From 1929, The Jewish Agency has facilitated the Aliyah (immigration to Israel) of more than three million Jews. Included in this number are hundreds of thousands of Jews who had to be rescued from all around the world, especially from warzones, countries without diplomatic ties to the State of Israel, and other places where Jewish lives were in peril.
During the British Mandate period, before the establishment of the State of Israel, The Jewish Agency brought hundreds of thousands of Jews to the Holy Land through clandestine immigration, by way of sea. Tens of thousands of children were brought to Israel through the Aliyat HaNo’ar (“Youth Aliyah”) organization (1933) and in Operation Children of Tehran (1943). Established in 1939, HaMossad LeAliyah Bet (“The Institution for Aliyah B”) was a rescue mission for Jews trapped in burning Europe.

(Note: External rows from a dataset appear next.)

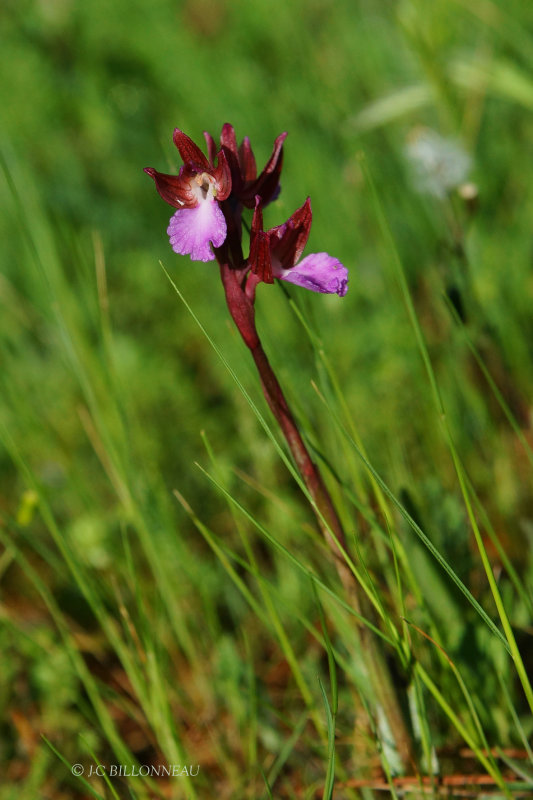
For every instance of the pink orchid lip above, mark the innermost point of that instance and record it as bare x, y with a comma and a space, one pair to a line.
318, 272
192, 231
275, 254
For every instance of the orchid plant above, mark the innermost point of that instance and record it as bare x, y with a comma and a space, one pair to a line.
210, 194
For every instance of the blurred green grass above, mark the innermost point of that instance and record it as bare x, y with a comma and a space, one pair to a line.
107, 386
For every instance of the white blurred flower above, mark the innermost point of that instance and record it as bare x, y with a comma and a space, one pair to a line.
439, 165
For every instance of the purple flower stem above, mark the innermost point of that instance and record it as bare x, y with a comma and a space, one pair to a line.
240, 303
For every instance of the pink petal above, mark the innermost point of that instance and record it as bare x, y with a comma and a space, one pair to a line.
318, 272
192, 229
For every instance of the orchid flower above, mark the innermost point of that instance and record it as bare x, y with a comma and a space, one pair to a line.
196, 192
275, 254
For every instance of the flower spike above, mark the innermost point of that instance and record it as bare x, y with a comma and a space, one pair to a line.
276, 253
196, 192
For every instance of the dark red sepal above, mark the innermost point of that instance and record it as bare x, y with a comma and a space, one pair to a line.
247, 160
222, 176
189, 151
267, 184
260, 260
287, 241
173, 188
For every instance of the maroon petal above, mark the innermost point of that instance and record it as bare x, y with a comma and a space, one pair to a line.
189, 151
228, 140
247, 160
287, 241
260, 259
267, 184
228, 143
211, 147
222, 175
174, 189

Since Israel’s establishment in 1948, The Jewish Agency has served as the primary organization facilitating Aliyah from countries with which the State of Israel does not maintain diplomatic relations, including various countries in the Middle East, North Africa, Eastern Europe, and elsewhere.

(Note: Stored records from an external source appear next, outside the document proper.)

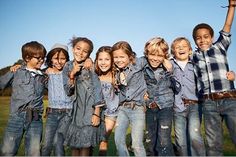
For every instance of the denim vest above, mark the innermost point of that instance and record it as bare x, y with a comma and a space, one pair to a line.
159, 90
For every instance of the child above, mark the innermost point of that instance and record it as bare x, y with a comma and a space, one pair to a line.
105, 70
84, 132
132, 88
160, 98
59, 103
218, 93
28, 84
187, 125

During the first years of Israel’s existence, the country absorbed hundreds of thousands of new immigrants. In 1949, The Jewish Agency brought 3,800 Yemenite Jews to Israel as part of Operation Magic Carpet. In 1951, 110,000 Iraqi Jews came to Israel as part of Operation Ezra and Nehemiah. In 1991, Operation Solomon saw 14,300 Ethiopian Jews airlifted to Israel in only 36 hours. Since the collapse of the Soviet Union, The Jewish Agency has overseen the Aliyah of more than a million Jews from that region.
The Jewish Agency continues to bring all Jews who seek a better, more secure future to the State of Israel.